Older Americans who are not yet retired, particularly baby boomers and Generation Xers, are especially anxious. The survey found that 81% of working baby boomers and 82% of Gen Xers fear they may not receive their full benefits upon reaching retirement age if the trust fund is exhausted.
«Once someone’s actually staring at the prospect of the end of their full-time employment, the seriousness of the need to fund that part of their life comes into full view,» remarked Mark Hamrick, a senior economic analyst at Bankrate.
Concerns about Social Security’s future are not confined to the older generations, with millennials and Gen Zers also sharing in the apprehension, at rates of 69% and 62%, respectively. The program relies partly on trust funds to supplement benefit payments, with payroll taxes offering a consistent revenue stream.
Financial planners often advise clients on the optimal timing to begin claiming Social Security benefits, taking into consideration the looming trust fund depletion. «My bottom line on the whole thing is, you don’t know how long you’re going to live,» stated George Gagliardi, a certified financial planner and founder of Coromandel Wealth Strategies, suggesting that delaying benefits until age 70, when feasible, is advisable.
The Social Security Administration’s actuaries project that the trust fund will be depleted by 2033. In such a scenario, only a portion of the promised benefits would be payable.

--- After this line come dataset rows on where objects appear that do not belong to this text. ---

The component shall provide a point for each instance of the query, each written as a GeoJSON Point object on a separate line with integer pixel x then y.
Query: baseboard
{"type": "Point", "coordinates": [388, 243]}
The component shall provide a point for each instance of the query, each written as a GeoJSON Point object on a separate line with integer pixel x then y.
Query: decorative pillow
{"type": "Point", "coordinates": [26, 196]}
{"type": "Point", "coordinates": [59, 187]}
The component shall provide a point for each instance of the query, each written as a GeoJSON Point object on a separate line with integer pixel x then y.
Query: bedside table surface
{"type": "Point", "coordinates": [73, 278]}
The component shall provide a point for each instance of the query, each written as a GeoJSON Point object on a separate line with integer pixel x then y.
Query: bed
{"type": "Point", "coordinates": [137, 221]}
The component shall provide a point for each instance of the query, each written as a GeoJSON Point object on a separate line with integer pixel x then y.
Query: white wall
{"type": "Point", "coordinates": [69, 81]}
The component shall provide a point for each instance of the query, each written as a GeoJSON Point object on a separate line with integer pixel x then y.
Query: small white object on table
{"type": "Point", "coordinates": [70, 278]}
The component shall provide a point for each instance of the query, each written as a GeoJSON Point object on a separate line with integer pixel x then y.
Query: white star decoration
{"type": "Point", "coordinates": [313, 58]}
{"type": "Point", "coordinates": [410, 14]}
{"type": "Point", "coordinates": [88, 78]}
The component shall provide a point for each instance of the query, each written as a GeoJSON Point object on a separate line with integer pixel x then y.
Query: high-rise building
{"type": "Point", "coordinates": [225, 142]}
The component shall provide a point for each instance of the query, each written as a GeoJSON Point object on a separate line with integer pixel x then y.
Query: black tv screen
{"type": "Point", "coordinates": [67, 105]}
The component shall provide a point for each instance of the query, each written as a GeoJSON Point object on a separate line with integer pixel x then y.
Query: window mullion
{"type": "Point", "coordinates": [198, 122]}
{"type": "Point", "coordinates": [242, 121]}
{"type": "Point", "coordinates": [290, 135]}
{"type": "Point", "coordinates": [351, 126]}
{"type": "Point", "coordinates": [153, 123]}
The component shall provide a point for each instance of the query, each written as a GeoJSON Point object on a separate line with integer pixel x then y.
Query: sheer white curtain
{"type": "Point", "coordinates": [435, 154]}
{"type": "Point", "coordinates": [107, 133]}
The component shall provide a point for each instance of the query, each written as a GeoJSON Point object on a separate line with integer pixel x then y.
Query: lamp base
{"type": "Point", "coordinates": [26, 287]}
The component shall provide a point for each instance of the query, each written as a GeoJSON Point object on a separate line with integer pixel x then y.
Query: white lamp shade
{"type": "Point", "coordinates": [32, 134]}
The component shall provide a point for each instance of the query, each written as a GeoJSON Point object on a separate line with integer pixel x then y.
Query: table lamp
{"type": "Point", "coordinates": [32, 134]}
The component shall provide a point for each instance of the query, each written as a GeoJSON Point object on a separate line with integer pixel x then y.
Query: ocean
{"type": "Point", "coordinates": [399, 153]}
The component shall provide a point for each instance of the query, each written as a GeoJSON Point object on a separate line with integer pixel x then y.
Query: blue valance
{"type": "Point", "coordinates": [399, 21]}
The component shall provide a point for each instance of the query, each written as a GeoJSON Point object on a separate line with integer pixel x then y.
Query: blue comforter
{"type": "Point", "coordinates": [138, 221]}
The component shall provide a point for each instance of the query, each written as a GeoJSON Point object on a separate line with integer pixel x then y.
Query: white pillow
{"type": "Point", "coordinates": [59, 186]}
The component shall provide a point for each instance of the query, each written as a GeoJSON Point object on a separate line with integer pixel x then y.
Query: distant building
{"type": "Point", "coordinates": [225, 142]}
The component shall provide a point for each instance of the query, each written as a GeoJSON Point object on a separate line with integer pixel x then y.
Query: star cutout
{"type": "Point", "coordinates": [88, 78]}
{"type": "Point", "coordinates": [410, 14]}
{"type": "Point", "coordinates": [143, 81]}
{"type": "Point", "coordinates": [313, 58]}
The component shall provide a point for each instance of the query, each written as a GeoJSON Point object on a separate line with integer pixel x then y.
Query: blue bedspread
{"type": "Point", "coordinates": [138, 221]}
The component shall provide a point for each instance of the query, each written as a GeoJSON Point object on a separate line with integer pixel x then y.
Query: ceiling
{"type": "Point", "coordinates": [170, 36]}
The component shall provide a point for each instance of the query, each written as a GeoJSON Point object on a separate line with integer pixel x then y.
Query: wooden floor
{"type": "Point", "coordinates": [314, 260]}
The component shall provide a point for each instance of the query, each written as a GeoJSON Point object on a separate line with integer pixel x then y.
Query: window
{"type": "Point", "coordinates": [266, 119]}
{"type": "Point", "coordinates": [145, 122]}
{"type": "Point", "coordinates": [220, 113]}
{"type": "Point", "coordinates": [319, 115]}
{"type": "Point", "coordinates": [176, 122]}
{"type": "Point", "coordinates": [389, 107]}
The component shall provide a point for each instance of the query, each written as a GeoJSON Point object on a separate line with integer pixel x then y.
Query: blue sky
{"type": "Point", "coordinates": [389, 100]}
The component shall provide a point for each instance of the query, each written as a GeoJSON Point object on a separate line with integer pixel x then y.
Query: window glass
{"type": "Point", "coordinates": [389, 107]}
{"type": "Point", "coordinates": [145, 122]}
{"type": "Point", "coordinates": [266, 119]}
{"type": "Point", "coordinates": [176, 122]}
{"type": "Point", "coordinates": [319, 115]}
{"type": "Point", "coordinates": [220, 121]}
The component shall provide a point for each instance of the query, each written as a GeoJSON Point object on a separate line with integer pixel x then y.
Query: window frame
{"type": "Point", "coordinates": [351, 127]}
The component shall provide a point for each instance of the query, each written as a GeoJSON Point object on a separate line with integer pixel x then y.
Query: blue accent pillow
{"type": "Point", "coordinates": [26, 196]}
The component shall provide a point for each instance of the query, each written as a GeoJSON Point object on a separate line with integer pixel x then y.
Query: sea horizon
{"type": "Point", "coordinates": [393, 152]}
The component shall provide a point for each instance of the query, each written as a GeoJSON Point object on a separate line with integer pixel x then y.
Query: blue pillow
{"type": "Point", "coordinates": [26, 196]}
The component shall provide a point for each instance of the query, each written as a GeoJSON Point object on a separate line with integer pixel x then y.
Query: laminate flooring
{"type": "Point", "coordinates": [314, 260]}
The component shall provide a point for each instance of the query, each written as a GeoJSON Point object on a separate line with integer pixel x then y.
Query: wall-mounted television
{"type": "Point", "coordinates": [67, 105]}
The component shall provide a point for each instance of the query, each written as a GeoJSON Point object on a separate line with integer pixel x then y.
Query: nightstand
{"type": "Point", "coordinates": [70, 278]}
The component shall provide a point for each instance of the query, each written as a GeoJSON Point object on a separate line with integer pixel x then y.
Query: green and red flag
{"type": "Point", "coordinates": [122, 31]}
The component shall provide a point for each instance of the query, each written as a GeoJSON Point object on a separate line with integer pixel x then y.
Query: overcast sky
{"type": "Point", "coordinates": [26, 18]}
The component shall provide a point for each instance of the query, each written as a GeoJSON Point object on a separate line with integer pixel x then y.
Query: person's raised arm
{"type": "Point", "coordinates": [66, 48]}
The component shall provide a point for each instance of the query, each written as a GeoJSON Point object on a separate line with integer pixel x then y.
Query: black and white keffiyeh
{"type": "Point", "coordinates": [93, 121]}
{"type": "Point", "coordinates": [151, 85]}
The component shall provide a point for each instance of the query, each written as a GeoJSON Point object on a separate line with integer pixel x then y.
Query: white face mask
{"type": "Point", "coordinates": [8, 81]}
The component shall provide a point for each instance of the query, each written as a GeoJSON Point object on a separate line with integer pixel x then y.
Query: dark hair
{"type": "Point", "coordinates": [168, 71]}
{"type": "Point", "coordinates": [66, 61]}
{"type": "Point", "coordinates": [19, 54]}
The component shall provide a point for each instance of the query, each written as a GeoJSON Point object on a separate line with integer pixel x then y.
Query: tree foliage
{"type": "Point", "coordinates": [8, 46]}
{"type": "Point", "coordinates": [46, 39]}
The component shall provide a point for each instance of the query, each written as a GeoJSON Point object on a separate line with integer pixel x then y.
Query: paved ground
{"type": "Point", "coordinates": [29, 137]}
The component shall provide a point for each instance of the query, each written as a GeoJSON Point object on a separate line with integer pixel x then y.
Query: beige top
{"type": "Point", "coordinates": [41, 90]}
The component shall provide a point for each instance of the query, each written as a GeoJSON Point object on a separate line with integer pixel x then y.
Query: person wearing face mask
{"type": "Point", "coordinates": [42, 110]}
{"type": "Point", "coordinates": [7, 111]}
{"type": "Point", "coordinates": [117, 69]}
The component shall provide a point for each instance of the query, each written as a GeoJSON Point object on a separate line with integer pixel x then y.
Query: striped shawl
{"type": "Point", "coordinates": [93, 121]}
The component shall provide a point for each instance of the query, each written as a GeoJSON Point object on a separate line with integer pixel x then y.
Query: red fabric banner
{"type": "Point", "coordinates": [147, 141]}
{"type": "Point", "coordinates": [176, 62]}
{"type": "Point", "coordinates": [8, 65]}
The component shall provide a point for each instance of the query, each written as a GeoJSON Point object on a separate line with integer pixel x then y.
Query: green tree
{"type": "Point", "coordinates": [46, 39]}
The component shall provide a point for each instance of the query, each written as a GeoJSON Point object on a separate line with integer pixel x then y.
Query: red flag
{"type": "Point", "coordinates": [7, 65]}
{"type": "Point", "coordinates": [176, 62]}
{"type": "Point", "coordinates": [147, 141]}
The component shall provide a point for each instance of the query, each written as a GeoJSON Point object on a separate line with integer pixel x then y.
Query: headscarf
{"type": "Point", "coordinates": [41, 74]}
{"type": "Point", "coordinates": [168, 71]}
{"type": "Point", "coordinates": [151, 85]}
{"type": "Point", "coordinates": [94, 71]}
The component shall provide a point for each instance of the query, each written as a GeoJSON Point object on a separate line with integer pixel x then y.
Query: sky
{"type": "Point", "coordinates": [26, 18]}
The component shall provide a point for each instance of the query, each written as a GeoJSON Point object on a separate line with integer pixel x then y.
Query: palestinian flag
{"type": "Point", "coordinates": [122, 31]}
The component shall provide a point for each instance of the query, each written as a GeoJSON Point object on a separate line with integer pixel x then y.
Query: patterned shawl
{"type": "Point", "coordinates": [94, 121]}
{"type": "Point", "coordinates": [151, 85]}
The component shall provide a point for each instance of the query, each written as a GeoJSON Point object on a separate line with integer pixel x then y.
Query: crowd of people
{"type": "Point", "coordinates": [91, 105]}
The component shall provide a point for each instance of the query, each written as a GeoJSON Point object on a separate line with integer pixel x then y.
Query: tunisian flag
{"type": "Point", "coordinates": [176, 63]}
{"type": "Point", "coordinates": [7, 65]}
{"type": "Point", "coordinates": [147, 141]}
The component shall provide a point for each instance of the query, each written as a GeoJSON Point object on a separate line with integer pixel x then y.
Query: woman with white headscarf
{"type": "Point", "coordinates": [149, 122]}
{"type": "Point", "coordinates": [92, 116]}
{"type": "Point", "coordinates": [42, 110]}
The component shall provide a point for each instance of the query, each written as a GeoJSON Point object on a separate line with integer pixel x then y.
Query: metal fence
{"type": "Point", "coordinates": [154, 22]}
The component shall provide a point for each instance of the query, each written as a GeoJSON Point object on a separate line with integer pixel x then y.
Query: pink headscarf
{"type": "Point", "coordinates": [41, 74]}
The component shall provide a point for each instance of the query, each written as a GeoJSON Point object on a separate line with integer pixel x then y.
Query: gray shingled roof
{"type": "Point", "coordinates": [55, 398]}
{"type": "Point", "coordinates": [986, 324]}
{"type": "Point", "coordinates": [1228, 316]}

This prospect has spurred dialogue among financial advisors and their clients concerning potential strategies to mitigate this financial risk.
David Haas, owner of Cereus Financial Advisors, underscores the program’s role as «inflation indexed longevity insurance,» highlighting its unique value as it automatically adjusts for inflation. «You really can’t get that from anywhere else,» Haas said.
Many Americans, however, continue to face economic challenges such as inflation, health care costs, and housing affordability, which complicate their ability to save adequately for retirement. Consequently, a substantial portion of non-retired adults anticipate relying heavily on Social Security, with 28% expecting to be «very» reliant, according to the survey.
Bankrate’s findings also indicate that older non-retired individuals, specifically baby boomers and Gen Xers, expect a heavy reliance on Social Security, underscoring the critical role the program plays in their financial security during retirement.